王小波的《黄金时代》里,有这么一段话,关于农村的阉牛:
对于一般的公牛,阉割只用刀割去即可。但是对于格外生性者,就须采取锤骟术,也就是割开阴囊,掏出睾丸,一木锤砸个稀烂。从此后受术者只知道吃草干活,别的什么都不知道,连杀都不用捆。

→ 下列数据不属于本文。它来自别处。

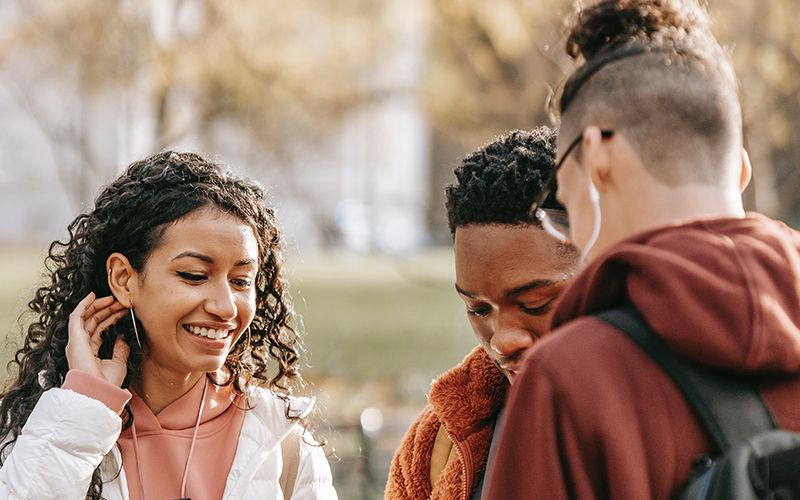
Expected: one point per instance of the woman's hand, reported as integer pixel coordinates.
(87, 322)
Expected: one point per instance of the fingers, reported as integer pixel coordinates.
(96, 335)
(121, 351)
(92, 317)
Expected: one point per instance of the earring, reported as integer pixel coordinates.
(135, 330)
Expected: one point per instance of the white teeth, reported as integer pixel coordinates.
(208, 332)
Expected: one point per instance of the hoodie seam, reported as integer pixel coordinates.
(752, 292)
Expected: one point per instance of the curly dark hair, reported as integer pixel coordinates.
(130, 216)
(497, 183)
(652, 70)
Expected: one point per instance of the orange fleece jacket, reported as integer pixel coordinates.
(466, 401)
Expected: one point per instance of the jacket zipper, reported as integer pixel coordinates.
(466, 465)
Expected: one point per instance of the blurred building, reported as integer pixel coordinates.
(362, 185)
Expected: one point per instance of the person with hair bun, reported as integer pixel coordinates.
(651, 169)
(161, 357)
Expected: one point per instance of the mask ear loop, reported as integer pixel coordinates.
(594, 197)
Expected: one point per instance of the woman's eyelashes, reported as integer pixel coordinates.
(193, 277)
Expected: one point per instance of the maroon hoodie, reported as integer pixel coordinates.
(591, 416)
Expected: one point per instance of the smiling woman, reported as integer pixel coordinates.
(160, 361)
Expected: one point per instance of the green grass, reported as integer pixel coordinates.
(365, 318)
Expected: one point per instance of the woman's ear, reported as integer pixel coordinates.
(122, 278)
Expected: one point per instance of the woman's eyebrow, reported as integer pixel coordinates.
(210, 260)
(196, 255)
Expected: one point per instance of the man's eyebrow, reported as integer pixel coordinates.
(532, 286)
(464, 292)
(206, 258)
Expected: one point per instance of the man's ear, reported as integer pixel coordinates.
(745, 172)
(596, 157)
(122, 278)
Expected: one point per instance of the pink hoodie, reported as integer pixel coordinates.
(164, 439)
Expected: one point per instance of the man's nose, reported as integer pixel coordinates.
(509, 337)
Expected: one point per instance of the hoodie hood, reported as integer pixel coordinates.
(720, 292)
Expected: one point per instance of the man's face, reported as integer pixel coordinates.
(573, 190)
(509, 277)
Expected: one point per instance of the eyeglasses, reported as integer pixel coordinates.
(556, 222)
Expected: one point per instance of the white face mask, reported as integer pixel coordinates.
(594, 197)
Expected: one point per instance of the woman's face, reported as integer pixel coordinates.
(195, 295)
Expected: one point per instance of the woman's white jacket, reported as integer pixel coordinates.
(68, 435)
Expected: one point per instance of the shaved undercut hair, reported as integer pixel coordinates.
(652, 70)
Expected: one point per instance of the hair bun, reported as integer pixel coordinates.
(607, 24)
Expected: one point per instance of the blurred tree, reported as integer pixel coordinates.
(271, 70)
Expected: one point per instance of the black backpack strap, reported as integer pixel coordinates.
(729, 408)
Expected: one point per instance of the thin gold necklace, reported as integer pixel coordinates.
(188, 458)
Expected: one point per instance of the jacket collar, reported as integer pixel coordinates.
(469, 394)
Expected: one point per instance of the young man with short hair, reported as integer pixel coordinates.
(651, 172)
(508, 273)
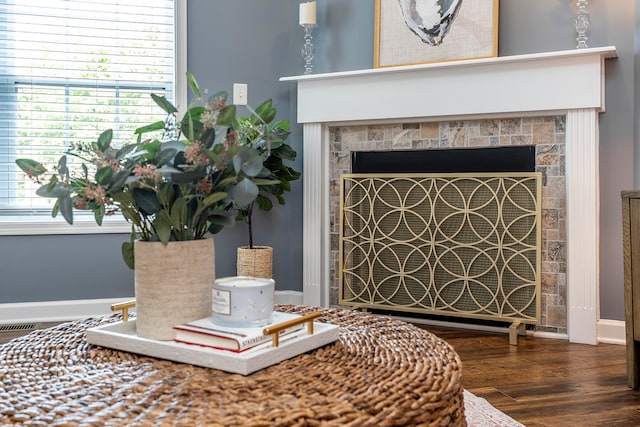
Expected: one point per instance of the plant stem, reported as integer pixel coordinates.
(249, 212)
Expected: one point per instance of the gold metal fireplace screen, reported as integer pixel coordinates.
(464, 245)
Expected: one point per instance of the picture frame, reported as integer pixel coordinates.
(468, 31)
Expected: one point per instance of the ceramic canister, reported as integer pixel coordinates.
(242, 301)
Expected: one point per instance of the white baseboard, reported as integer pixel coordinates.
(55, 311)
(612, 332)
(288, 297)
(61, 311)
(609, 331)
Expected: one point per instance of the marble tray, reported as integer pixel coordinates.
(122, 336)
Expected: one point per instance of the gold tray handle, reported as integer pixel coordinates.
(275, 329)
(124, 307)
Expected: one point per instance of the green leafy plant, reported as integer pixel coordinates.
(182, 186)
(268, 139)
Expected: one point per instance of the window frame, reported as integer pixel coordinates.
(30, 224)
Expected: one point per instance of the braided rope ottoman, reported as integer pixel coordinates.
(381, 372)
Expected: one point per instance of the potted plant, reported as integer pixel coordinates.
(268, 139)
(176, 188)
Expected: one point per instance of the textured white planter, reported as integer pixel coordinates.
(172, 285)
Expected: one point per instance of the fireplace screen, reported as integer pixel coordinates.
(463, 245)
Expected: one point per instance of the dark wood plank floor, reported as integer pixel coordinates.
(547, 382)
(541, 381)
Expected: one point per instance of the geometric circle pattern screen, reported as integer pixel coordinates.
(463, 245)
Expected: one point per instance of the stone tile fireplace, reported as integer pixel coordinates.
(546, 134)
(551, 100)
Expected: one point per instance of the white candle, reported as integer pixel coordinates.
(308, 13)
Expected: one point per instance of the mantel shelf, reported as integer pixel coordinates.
(543, 83)
(607, 52)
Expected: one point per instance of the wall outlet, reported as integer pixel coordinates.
(240, 93)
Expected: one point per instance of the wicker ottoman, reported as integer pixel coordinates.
(381, 372)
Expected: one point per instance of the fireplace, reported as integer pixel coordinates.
(565, 84)
(406, 245)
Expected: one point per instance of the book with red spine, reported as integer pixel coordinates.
(204, 332)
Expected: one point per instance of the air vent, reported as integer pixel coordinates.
(18, 327)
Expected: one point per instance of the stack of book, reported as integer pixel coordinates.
(205, 333)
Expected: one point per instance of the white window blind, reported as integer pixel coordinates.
(70, 69)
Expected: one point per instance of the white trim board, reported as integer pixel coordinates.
(609, 331)
(61, 311)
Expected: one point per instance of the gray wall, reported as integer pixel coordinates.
(257, 42)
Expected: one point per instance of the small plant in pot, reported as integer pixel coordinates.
(269, 139)
(176, 186)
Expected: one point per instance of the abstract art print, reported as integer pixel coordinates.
(421, 31)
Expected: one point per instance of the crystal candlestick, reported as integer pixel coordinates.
(582, 24)
(308, 51)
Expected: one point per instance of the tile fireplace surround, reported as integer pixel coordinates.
(555, 85)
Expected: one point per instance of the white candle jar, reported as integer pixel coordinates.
(242, 302)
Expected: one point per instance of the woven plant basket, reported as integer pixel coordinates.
(256, 262)
(172, 285)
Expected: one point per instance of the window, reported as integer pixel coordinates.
(70, 69)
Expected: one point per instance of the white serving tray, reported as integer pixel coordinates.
(122, 336)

掌锤的队长毫不怀疑这种手术施之于人类也能得到同等的效力,每回他都对我们呐喊:
你们这些生牛蛋子,就欠砸上一锤才能老实!
在县城里,这是缓慢受锤的过程。
4
“混”是县城的最真实写照。
工作叫混口饭吃,结婚叫混过日子,赚到大钱叫混出头了,日子凋敝叫混的不好……
熟人之间问及在哪工作,说的都是“在哪混呢”,回答者,张口就是,“瞎胡混吧”。
社交网、关系网、规则网……一层又一层的覆盖在这个狭小的空间里,灰蒙蒙的一片混沌。
生活在这张穹顶之下的人们,浑浑噩噩,既不知所起,也不知其所终。
所有人在昏沉之中,等待未来突至。社会、民众、家庭、生活……被突然撕开裂缝,县城里那些浑噩的个体被裹挟进时代的鸿沟里,无数身躯填满裂缝。
一个时代的转身,就是无数个体的流浪和牺牲。
我们的未来在大城市里,但我们的底色却在县城。